Market: In Dublin, the airline sector looks at Boeing’s setbacks


DUBLIN (Reuters) – The global airline industry is meeting for the first time since an Alaska Airlines plane crash plunged Boeing into a new crisis as regulators step up factory inspections.

Lessors, bankers and airlines are gathering at a week-long airline economics conference in Dublin, where the global airline finance industry is booming.

They examine, among other things, the consequences on supply of the recent partial immobilization of the Boeing 737 MAX 9, following the accident which occurred at the beginning of January, during which a part of the fuselage became detached from an Alaska Airlines aircraft.

For months, the aviation sector has struggled to keep up with the sustained recovery in travel after the COVID-19 pandemic, amid shortages of labor and spare parts.

But the general indignation sparked by the accident, which led to an emergency landing without serious injuries, triggered a new round of safety regulations.

Rob Morris, a manager at consultancy Ascend by Cirium, told Reuters that demand was “more or less assured”.

“The question is when supply will catch up. We have estimated 2026 or 2027, but there must be a downside risk now because of the MAX,” he said Monday, before the start of the conference.

Last week, the US Civil Aviation Authority (FAA) exceptionally ordered Boeing to halt production of the 737 MAX until quality control problems were resolved.
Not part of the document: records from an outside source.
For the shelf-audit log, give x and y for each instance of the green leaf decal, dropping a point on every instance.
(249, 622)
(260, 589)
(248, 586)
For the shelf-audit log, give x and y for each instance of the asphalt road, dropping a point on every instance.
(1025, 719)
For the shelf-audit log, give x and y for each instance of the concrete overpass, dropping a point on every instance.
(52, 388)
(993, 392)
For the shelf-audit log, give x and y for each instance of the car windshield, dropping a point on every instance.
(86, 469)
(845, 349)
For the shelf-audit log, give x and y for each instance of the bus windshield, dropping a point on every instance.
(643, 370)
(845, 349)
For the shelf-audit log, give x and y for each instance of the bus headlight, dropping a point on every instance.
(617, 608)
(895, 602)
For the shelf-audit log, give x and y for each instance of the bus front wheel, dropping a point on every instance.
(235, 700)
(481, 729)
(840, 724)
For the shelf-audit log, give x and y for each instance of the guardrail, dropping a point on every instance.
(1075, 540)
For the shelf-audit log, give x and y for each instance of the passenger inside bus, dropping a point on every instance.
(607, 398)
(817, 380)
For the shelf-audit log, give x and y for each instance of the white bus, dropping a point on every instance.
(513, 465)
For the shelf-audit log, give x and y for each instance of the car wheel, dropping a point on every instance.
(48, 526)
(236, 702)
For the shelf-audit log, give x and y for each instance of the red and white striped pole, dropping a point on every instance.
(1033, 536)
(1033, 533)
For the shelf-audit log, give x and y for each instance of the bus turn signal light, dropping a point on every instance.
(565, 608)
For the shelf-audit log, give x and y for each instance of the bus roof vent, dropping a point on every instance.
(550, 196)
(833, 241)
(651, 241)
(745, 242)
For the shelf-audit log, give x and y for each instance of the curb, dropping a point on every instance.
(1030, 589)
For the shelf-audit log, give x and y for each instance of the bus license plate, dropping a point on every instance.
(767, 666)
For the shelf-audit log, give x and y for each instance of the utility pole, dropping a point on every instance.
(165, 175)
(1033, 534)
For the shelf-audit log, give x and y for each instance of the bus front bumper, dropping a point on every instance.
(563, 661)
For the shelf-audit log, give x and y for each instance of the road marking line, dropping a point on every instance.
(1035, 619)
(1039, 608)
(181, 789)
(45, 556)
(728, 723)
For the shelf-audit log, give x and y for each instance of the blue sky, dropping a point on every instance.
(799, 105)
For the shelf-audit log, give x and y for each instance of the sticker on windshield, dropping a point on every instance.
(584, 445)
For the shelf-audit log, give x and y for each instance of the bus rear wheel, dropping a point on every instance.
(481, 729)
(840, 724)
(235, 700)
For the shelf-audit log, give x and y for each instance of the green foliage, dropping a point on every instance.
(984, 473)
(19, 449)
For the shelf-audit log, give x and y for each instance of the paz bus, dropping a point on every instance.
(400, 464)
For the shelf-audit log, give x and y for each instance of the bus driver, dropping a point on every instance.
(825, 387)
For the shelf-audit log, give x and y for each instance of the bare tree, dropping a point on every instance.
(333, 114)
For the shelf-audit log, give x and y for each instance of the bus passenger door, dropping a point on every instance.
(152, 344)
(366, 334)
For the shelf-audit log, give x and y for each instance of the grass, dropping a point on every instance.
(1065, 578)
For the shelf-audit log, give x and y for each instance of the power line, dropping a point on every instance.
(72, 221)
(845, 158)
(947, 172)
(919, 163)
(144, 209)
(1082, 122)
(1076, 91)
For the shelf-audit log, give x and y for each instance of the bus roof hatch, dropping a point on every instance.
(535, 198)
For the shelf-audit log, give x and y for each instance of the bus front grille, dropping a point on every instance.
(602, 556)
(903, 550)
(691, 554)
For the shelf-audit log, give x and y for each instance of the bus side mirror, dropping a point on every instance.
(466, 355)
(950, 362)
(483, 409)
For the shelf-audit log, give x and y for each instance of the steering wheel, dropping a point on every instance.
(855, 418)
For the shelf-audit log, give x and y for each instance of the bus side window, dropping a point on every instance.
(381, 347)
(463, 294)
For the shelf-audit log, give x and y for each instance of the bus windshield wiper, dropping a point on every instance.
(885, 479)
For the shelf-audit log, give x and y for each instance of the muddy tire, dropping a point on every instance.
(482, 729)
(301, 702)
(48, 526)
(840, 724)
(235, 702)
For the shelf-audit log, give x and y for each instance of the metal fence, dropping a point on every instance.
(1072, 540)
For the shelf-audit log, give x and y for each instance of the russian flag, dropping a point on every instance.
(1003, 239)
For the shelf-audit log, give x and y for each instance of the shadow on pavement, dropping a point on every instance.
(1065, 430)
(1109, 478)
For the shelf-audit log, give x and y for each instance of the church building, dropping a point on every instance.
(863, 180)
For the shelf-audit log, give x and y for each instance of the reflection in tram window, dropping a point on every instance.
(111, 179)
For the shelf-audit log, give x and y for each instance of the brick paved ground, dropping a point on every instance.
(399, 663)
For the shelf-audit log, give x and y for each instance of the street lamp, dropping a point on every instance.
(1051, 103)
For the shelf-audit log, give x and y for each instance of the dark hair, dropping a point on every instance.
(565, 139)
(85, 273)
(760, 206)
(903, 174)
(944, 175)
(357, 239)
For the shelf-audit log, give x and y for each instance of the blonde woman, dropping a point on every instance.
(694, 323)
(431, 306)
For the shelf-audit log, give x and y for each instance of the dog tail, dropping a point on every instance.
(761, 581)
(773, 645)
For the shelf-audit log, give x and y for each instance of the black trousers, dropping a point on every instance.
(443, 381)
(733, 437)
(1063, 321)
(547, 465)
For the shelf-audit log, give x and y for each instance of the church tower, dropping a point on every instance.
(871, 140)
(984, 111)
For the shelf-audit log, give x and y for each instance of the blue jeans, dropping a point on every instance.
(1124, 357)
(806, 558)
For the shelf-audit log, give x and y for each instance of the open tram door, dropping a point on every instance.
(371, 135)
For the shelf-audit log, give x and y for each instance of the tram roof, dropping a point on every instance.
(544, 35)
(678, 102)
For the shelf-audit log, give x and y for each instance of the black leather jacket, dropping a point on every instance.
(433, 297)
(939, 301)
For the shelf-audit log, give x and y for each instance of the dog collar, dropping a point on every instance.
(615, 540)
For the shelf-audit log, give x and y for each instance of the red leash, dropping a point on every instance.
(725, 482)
The FAA has given no indication of how long this limitation will last, but when it is lifted, industry experts say regulators should maintain additional controls that could reduce production forecasts.

While a previous safety crisis linked to fatal Boeing 737 MAX crashes in 2018 and 2019 prompted regulators to step up scrutiny of plane design and development, subsequent discoveries of loose bolts elsewhere in the fleet could weigh on production.

According to analysts, this means that the two crises will respectively impact the development of aircraft and the speed of their production.

Several industry commentators, including influential analyst Richard Aboulafia, have called for Boeing Chief Executive Dave Calhoun, or other executives and board members, to step down.

Boeing declined to comment directly on the remarks.

(Reporting by Tim Hepher and Padraic Halpin, with contributions from Conor Humphries, Valerie Insinna, David Shepardson; French version Stéphanie Hamel and Mathias de Rozario, editing by Kate Entringer)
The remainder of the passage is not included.